Pero si algo habíamos aprendido en todo ese tiempo, era que demostrarle cariño resultaba ser la mejor forma de alejarla. Rosario Farrás era capaz de dar mucho amor, pero le costaba recibirlo. De modo que le organizamos una fiesta de despedida, donde todas estábamos tan tristes que nos emborrachamos más rápido de lo normal. En una de esas, dijo al advertir la profunda tristeza en los ojos de Ana Manso:
–Pues sí, la homosexualidad es como el exilio. Trágico, lleno de despedidas, a la larga, voluntario, pero con la enorme diferencia de que una, físicamente hablando, no se fue a ningún lado.

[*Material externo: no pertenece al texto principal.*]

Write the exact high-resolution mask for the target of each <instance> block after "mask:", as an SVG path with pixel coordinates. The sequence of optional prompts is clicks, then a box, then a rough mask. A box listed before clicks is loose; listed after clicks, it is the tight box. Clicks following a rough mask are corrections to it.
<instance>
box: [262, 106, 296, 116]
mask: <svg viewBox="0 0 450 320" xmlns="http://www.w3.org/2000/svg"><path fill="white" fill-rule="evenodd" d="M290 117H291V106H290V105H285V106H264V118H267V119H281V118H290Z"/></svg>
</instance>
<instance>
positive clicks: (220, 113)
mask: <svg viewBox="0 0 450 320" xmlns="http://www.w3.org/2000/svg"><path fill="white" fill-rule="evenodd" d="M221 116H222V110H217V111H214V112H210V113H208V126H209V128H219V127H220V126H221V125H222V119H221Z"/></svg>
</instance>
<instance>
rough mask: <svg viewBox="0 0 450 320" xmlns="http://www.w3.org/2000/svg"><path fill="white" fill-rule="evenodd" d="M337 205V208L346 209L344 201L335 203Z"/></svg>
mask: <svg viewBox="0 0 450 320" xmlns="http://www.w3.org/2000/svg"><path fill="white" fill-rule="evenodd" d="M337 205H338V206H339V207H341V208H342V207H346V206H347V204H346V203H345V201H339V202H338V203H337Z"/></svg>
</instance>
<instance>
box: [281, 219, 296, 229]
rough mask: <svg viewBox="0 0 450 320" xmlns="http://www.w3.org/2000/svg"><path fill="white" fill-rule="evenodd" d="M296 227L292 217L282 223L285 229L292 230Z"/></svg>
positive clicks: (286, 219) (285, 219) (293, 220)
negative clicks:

Al final deberíamos tener otro carnet de identidad que diga…
este muerto ya no tiene dolientes,
todos sus órganos están disponibles,
menos el corazón,
que está hecho mierda.
Lina Linet aprovechó el momento para regalarle una Marilyn Monroe de papier maché, desnudita y con alas, para los momentos en que necesitara inspiración. Rosita Aparicio le colgó al cuello su angelito de oro y le metió en el bolsillo un paquetito muy bien doblado. Yo cerré los ojos y le canté, y cuando los volví a abrir, Lina Linet estaba llorando a chorros, Rosita Aparicio se secó disimuladamente una lagrimita, Tino se fue con el rabo entre las piernas como si alguien lo hubiera regañado y Ana Manso le plantó un beso en la boca a Rosario Farrás, que ni forcejeando pudo quitársela de arriba, puesto que ella nunca levantó pesas ni fue a gimnasio alguno y, a pesar de su estatura y peso, terminó siendo un paquete arrastrado firmemente por la otra. La otra cerró la puerta de su habitación y el resto nos fuimos a dormir, que era la única manera de tapar por un rato aquella tristeza. Lo último que escuché antes de quedarme dormida fueron las carcajadas de Rosario Farrás que retumbaron por toda la casa. Vengativas, se colaron en todas las habitaciones del piso superior y hasta en el cuarto cerrado. Bajaron las escaleras con esa intención desenfadada de regarse por el resto de los salones, irrumpieron en la terraza y el portal y al salir rompieron el cristal flojo de la entrada, llegaron a las cuatro esquinas y contagiaron a todo el que encontraron despierto a esas horas. Esa noche rieron el custodio del parqueo, el viejo que duerme todas las noches en el parque, el borracho que todavía no llegaba a casa y los adolescentes que practicaban en grupo alguna diablura. Se carcajearon la viuda, el huérfano, la virgen, el obrero, el chivatón, el negociante, el policía, la puta, el profesor, el ciego y el vidente, el delegado de la circunscripción, la enfermera de guardia, la tendera, la abuela, el combatiente, el panadero, el chofer de guagua y el chofer de almendrón, y hubo quien rio dormido mientras soñaba que, al fin, Dios mío, ¡reía despierto! La Habana entera soltó una amplia carcajada como vengándose de sus malos amantes, como recuperando en un solo revolcón tanto tiempo perdido, tantos años invertidos en tratar de ser algo… que ella no es.